The fiction I’d put out over the past three years was all about getting drunk, stealing things, illegally committing homosexual acts in the military, prostitution, cheating on -boyfriends—what on earth was in there to cast the author as “a fine young man”?! If he was any finer, he’d murder someone. In any case, you had to hand it to the church ladies—they -really were consummate spin doctors.

Umma paused her patented soft snoring and sat up, complaining about how she hadn’t slept well the previous night. Yawning, she mentioned that the pain from chemotherapy made it hard for her to sleep. Her snoring had already scared off two previous roommates, so for better or worse she’d had the two-person room all to herself for the past three months. Before, she’d complained about having to share a room, but now she ranted in a most un-Christian, shamanistic way, for someone who had devoted the past forty years of her life to her church, about Death coming to visit her in the night.

—Umma, do you want me to peel an apple for you?

—There’s a bitterness in my mouth. Unwrap a candy for me instead.

She had never eaten sweet things in her life, but ever since her tumor removal surgery, all she craved was peppermint drops. I once made her spit out her candy when I found her picking at her lunch. They said her digestive system was unable to work properly.

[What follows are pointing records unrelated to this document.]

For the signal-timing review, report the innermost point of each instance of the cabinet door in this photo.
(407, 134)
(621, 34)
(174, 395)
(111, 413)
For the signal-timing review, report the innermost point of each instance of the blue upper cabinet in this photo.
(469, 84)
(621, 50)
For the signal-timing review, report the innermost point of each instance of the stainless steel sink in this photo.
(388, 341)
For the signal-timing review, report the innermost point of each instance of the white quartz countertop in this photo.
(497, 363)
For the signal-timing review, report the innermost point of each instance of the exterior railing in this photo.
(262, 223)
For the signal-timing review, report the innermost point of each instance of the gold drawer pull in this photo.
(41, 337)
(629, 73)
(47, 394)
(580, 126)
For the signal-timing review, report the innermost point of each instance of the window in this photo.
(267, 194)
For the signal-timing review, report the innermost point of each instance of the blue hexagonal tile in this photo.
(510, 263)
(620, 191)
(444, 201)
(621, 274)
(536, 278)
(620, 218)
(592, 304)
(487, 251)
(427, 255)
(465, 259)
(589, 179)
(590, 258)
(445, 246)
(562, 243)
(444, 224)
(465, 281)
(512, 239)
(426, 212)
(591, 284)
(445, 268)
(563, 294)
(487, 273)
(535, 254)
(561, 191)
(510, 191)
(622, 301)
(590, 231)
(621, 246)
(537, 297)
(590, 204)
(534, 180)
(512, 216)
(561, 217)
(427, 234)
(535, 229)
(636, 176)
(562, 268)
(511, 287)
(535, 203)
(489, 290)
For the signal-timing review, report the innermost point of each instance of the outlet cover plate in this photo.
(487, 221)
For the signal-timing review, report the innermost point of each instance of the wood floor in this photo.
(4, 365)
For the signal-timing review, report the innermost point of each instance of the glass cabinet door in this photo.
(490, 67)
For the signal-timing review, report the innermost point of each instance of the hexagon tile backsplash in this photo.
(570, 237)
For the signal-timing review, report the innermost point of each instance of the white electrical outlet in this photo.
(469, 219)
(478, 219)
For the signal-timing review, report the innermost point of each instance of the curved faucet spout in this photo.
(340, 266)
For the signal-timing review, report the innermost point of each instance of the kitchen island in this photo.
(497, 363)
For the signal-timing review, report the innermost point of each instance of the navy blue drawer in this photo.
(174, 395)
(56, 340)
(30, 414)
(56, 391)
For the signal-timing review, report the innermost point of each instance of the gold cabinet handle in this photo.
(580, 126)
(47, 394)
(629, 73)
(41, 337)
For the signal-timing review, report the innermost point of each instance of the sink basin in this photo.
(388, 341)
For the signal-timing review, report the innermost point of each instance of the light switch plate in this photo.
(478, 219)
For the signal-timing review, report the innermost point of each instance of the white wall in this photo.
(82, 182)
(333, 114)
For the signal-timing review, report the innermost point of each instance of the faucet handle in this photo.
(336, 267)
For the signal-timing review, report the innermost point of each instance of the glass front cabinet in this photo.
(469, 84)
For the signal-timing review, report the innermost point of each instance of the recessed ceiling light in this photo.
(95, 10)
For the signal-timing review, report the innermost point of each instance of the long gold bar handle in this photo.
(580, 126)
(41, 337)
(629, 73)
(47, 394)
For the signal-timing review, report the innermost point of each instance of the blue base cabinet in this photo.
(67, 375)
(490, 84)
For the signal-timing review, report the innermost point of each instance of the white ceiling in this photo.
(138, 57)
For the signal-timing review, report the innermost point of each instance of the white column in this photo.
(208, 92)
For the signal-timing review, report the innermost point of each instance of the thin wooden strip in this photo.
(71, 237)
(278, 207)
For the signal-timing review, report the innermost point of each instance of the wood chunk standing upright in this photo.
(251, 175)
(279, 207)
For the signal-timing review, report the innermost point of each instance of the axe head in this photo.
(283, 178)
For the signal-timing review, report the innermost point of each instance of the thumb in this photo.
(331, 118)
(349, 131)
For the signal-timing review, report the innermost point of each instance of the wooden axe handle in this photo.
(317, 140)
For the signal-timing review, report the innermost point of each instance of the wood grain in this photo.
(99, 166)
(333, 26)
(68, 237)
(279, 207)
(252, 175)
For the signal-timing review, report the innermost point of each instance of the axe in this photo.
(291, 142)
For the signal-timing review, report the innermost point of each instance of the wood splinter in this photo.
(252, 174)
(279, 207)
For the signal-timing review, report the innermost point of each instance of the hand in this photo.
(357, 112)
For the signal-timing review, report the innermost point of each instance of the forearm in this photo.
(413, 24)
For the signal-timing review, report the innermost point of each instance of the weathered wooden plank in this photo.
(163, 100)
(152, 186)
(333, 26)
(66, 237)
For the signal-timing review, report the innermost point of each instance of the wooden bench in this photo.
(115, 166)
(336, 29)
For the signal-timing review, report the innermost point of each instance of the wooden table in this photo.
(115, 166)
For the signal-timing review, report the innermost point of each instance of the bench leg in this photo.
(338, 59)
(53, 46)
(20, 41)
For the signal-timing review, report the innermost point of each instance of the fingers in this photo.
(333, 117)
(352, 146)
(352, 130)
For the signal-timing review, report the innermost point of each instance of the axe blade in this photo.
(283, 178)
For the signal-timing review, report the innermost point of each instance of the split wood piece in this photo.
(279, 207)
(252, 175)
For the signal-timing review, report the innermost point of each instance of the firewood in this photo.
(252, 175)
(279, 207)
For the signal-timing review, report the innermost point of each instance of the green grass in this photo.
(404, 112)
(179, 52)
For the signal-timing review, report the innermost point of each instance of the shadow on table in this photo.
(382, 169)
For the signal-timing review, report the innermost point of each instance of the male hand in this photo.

I sprayed Febreze on the sheets to cover up that sickly hospital-ward smell.

Five months ago, I’d been dismayed but not surprised to learn that Umma’s cancer had returned. She’d been in remission for years, but I had been worried it might come back. And I was sick of this repetition of joy and pain, comedy and tragedy—nothing good ever came of it. I’d already been through everything the relative of a cancer patient could possibly experience, except the funeral. And perhaps now it was time to prepare for this final step as well.

?

It had been six years since the cancer was first discovered in my mother’s body.

I was an intern in my mid-twenties. The ten interns who had started out had been whittled down to three. Rumor had it that only one would score a permanent contract, and as the only male remaining, it was likely to be me. The research team I assisted investigated the correlation between political leanings and the health of people in their fifties, calling over a hundred people a day. But it was truly a first when a certain center-right woman in her fifties called me out of the blue. I hung up on her twice, but she refused to stop calling. I ended up sneaking in a call though the company phone.

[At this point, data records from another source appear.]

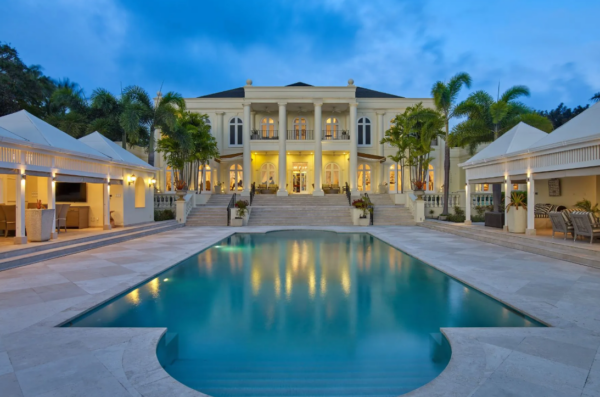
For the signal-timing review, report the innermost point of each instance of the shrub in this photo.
(163, 215)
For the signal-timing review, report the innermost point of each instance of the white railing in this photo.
(165, 201)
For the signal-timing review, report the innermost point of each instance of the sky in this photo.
(398, 46)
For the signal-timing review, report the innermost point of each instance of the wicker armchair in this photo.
(559, 224)
(584, 227)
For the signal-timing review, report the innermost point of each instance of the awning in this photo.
(381, 159)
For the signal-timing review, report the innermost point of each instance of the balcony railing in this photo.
(301, 135)
(264, 135)
(337, 135)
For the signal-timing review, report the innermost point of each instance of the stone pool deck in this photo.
(38, 359)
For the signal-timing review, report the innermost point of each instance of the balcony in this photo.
(264, 135)
(301, 135)
(336, 135)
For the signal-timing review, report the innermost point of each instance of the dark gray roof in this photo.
(360, 92)
(367, 93)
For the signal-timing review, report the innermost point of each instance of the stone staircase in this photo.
(38, 252)
(300, 210)
(386, 213)
(582, 253)
(213, 213)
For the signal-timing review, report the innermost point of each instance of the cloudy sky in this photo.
(396, 46)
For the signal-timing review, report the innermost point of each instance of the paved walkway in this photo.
(37, 359)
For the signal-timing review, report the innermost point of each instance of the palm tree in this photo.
(487, 119)
(444, 96)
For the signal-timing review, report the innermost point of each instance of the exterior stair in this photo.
(34, 253)
(581, 254)
(300, 210)
(213, 213)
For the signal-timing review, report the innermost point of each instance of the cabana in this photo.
(94, 175)
(560, 168)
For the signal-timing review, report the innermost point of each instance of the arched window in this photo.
(332, 174)
(267, 175)
(206, 186)
(430, 179)
(299, 128)
(364, 178)
(267, 128)
(332, 127)
(140, 193)
(235, 131)
(364, 131)
(236, 177)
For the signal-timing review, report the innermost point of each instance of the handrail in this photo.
(229, 207)
(348, 194)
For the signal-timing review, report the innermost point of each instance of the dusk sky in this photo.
(400, 47)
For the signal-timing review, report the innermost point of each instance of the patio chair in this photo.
(10, 218)
(583, 223)
(61, 217)
(559, 225)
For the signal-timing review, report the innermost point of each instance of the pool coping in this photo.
(463, 374)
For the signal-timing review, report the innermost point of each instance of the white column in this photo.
(52, 204)
(106, 205)
(247, 159)
(318, 159)
(20, 209)
(381, 150)
(507, 191)
(467, 203)
(353, 150)
(282, 154)
(530, 206)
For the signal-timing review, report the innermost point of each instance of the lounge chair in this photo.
(584, 225)
(10, 218)
(559, 224)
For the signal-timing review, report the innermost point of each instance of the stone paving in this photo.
(38, 359)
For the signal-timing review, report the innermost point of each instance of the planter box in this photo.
(517, 220)
(38, 224)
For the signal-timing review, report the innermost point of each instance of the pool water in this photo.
(303, 313)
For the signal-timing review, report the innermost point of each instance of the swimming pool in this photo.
(302, 313)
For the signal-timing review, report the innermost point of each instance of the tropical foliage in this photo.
(412, 133)
(445, 96)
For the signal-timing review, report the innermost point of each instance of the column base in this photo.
(20, 240)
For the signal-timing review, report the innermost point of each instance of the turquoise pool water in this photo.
(303, 313)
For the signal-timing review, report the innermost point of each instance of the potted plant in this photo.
(240, 213)
(38, 223)
(180, 188)
(517, 218)
(419, 188)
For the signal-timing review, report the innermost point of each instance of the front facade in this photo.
(303, 139)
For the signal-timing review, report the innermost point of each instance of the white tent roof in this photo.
(586, 124)
(111, 149)
(37, 131)
(520, 137)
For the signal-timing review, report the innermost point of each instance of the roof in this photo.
(34, 130)
(520, 137)
(107, 147)
(586, 124)
(360, 92)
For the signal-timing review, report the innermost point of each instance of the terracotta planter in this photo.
(517, 220)
(38, 224)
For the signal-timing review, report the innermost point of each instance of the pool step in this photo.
(581, 254)
(34, 254)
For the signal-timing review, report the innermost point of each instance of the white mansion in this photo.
(303, 139)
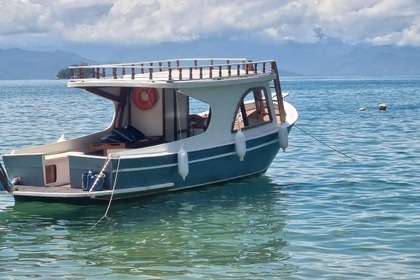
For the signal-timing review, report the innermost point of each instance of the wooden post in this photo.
(279, 93)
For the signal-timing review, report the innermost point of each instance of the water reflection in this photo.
(216, 231)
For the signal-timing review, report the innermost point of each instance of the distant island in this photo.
(331, 58)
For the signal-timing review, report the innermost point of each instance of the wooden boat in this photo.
(158, 140)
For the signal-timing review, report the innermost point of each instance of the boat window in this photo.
(198, 117)
(252, 110)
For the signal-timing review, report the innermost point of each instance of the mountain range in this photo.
(327, 58)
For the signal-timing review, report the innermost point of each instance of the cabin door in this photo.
(175, 114)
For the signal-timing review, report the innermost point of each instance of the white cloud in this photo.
(140, 22)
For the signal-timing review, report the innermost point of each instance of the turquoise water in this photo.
(315, 214)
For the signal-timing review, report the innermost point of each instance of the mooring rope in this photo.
(112, 193)
(101, 174)
(323, 143)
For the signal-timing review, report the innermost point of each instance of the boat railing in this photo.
(175, 70)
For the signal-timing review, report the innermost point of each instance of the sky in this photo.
(90, 24)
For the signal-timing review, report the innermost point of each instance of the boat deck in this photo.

—Hello, I’m calling from Korea Research—

Umma interrupted me, her voice filled with joy.

—Your mother has cancer! In the uterus! Hallelujah.

She was so excited about it, you’d have thought she’d won the lottery instead of being diagnosed with cancer. Two weeks ago, she’d had a dream about azaleas blooming in her stomach and had had “a bad feeling,” leading her to get a check-up, where she learned she had uterine cancer. Several of the church ladies sold insurance, and the various cancer policies she’d taken out so as to stay on their good side were due to pay out over 200 million won—enough money to pay off the mortgage on our Jamsil-dong apartment. Umma seemed genuinely happy as she went on about how the surgery costs were being reimbursed through the cancer insurance, explaining that we would come out in the black thanks to the rent we collected from the retail units in Suwon and Anyang. She added that because she, my grandmother, and my aunt all had cancer, I was sure to get it myself, and happily proposed that I take out two cancer policies in my name.

My boss was curious as to why I was quitting.

—Did you get a job at a better company?